Re: SSD based sw RAID: is ERC/TLER really important?

Phil Turmel <philip@xxxxxxxxxx> · Sat, 24 Jul 2021 17:45:37 -0400

On 7/24/21 4:19 PM, Peter Grandi wrote:

the recovery time in case of media errors could exceed kernel 
timeouts and possibly kick off the entire drive from the RAID set
and, in turn, lead to a fault of a RAID5 system upon a subsequent
error in a second drive.

My understanding seems different:

You understanding is incorrect.

* The purpose of having a short device error retry period is the 
opposite, it is to fail a drive as fast as possible, in workloads
where latency matters ( or there is also the risk of bus/link resets
hitting multiple drives).

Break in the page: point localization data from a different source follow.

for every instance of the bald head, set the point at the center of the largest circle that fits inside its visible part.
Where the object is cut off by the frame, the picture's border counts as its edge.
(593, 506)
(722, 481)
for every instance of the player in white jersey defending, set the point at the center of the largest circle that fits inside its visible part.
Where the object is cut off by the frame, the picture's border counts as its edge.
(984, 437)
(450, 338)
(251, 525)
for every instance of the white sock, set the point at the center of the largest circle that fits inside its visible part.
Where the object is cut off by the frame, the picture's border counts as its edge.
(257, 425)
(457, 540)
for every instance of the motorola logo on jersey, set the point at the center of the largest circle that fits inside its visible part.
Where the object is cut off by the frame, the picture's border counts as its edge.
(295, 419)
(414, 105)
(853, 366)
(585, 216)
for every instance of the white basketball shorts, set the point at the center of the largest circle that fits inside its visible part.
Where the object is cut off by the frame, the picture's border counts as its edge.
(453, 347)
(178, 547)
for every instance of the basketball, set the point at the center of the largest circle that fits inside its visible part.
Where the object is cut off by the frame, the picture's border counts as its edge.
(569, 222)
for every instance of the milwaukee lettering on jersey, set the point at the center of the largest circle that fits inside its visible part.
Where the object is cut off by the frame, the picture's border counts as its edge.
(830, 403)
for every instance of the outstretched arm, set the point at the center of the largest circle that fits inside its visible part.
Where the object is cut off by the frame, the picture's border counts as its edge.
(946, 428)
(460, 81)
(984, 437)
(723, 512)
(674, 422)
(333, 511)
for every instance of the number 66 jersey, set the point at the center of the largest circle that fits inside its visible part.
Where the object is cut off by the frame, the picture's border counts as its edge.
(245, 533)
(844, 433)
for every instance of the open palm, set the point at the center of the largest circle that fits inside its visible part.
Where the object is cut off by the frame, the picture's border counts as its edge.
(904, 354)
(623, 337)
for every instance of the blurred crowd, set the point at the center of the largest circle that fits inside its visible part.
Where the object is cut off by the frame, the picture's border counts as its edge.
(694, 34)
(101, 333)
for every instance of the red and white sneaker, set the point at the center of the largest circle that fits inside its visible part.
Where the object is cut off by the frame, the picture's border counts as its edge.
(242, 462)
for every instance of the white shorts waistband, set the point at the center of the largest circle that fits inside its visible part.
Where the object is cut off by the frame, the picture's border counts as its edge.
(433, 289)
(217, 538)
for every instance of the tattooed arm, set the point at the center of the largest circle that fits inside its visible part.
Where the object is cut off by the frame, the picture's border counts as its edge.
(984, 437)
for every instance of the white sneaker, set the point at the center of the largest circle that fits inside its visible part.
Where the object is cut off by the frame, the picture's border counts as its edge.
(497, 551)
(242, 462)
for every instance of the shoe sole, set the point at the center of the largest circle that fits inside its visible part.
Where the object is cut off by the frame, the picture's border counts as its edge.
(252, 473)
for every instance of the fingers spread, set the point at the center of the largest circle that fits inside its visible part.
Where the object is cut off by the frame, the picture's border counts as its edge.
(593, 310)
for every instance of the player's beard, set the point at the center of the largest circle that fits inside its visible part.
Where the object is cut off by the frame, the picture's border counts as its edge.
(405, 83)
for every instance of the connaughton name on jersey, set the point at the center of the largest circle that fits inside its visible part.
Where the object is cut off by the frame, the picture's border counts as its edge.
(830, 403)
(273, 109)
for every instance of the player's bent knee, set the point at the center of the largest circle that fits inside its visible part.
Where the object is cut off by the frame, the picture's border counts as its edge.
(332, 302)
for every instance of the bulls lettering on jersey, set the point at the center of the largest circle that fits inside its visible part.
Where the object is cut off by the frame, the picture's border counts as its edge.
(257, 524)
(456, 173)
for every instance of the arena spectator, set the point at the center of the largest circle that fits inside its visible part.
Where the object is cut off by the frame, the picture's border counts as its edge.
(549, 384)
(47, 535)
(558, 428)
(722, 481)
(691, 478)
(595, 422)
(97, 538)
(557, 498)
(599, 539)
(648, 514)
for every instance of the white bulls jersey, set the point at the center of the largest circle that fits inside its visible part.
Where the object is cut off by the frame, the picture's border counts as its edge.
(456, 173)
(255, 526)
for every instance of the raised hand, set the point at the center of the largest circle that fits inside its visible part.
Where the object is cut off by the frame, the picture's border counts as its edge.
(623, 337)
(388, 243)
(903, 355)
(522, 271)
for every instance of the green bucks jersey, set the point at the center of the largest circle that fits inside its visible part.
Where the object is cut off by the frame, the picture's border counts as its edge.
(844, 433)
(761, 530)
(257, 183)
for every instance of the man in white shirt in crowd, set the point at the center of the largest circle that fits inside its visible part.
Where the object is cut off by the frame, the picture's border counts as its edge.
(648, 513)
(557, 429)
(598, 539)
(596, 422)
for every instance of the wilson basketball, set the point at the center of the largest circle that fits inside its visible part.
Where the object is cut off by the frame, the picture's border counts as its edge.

In those cases error retry periods of 1-2
seconds (at most) are common, rather than the mid-way "7 seconds"
from copy-and-paste from web pages..

Yes, the short ERC setting helps latency, but the primary purpose is to
be shorter than the kernel timeout.

* The purpose of having a long device error retry is to instead to
minimize the chances of declaring a drive failed, hoping that many
retries succeed. (but note the difference between reads and writes).

Read errors do *not* kick drives out.  It takes several read errors in a
short time to fail a drive out of an array.

A drive not responding before the kernel timeout *will* get it kicked, 
though.  Because the kernel giving up propagates to the raid as a
read error (while the drive is off in la-la land) which then causes
the raid to *reconstruct* the missing sector and *write* it.  Along
with passing the reconstructed data up the chain.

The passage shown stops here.